Implementation of changes to the DHHR dashboard on May 22 resulted in a one-time larger than usual increase in cases and a one-time unusual decrease in the number of lab tests due to changes to the dashboard and reporting of probable cases, according to the DHHR. The Bureau for Public Health continues to make improvements to the www.coronavirus.wv.gov dashboard with helpful information, including searchable county-specific information with demographics on positive cases and individuals tested.
"This information will better inform individuals about what is happening in their own county," said Bill J. Crouch, DHHR cabinet secretary. "It can help guide action, emphasizing the importance of both individual and community prevention efforts. The team at the Bureau for Public Health, led by Dr. Cathy Slemp, her staff and the many partners, are to be commended for their hard work, dedication and research to make this level of detail available."

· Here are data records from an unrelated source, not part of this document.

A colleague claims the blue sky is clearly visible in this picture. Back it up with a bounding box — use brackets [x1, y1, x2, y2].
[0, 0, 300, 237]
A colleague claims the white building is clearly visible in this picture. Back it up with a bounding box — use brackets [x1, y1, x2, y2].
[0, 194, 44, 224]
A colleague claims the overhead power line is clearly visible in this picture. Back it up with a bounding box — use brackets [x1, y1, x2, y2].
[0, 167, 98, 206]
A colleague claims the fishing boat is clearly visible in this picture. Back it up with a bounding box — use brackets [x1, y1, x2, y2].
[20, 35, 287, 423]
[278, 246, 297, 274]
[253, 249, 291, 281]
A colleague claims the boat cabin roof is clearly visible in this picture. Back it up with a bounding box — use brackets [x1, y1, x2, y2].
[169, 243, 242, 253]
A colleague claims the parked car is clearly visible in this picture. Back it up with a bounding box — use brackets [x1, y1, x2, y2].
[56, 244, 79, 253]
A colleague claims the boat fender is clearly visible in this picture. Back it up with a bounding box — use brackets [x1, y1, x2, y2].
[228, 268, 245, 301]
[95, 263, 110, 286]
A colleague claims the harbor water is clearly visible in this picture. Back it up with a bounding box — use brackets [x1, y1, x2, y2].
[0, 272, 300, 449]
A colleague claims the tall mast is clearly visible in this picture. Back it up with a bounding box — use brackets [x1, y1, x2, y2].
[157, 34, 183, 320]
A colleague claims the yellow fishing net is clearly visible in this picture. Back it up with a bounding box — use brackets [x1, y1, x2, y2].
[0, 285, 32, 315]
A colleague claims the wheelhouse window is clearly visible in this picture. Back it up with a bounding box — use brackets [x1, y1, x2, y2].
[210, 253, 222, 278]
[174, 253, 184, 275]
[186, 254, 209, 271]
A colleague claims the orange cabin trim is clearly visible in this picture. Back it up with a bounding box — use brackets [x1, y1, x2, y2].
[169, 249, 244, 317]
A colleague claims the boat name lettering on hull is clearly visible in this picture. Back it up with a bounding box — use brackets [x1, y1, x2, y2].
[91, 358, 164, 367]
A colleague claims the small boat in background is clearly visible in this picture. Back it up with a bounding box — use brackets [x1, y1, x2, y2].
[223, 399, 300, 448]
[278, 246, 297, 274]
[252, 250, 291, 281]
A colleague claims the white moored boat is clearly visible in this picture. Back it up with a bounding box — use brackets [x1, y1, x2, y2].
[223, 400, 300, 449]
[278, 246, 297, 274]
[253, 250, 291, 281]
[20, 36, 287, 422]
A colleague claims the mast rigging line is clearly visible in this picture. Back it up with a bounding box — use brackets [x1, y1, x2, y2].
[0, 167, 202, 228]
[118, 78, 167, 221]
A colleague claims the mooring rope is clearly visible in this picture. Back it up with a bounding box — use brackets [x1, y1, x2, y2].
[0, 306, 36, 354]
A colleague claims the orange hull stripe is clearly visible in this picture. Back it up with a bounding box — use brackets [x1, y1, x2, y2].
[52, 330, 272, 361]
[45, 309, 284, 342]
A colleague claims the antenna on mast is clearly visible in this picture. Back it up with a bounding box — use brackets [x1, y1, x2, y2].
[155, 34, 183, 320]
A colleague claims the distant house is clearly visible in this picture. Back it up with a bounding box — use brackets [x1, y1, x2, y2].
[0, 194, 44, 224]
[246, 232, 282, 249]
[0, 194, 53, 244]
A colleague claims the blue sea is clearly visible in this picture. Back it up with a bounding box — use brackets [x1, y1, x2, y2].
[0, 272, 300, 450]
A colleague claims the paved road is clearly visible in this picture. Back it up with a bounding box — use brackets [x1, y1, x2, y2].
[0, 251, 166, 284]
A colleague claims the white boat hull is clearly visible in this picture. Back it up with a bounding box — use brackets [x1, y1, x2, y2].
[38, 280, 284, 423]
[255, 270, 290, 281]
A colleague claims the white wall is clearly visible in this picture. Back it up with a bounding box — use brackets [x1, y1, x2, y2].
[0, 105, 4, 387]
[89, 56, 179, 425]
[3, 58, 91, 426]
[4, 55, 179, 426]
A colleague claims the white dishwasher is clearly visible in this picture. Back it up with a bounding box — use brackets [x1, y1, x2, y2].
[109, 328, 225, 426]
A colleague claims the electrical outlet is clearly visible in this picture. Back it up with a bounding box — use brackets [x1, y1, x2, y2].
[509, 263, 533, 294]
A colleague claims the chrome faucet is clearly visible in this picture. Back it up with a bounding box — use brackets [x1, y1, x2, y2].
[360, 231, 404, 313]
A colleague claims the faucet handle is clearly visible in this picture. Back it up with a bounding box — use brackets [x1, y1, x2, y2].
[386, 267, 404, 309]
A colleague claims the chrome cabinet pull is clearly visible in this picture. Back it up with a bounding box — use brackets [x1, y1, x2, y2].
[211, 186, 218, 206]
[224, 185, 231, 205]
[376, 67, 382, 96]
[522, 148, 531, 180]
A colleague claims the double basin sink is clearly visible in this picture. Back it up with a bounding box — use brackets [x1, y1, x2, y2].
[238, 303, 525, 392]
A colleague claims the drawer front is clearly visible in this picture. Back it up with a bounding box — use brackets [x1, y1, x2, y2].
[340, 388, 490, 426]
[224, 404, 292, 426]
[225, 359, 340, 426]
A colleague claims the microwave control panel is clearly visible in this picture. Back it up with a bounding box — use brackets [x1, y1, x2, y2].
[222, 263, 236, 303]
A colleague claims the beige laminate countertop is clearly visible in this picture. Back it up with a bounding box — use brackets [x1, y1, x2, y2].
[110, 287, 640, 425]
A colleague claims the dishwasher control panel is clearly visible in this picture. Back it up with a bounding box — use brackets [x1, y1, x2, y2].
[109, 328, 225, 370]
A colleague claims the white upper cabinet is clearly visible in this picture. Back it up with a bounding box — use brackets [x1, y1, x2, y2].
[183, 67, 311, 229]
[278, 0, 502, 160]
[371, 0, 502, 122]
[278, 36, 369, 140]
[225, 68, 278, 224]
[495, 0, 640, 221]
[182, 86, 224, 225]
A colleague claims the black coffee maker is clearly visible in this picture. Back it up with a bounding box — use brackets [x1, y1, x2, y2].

The dashboard will now report both active and recovered cases by county. "Recovery data from case investigations allows us to look at outcomes – following individuals through to their end of illness," Slemp said. Visit the dashboard at www.coronavirus.wv.gov for more information.
As businesses open up and vehicle and people traffic flow increases, local health officials still stress vigilance in the coming days and weeks. The FCHD asks individuals to continue practicing social distancing, to wash their hands and to wear face coverings when in public.
Those with questions or who feel the need to be tested are urged to contact their primary care provider or the health department.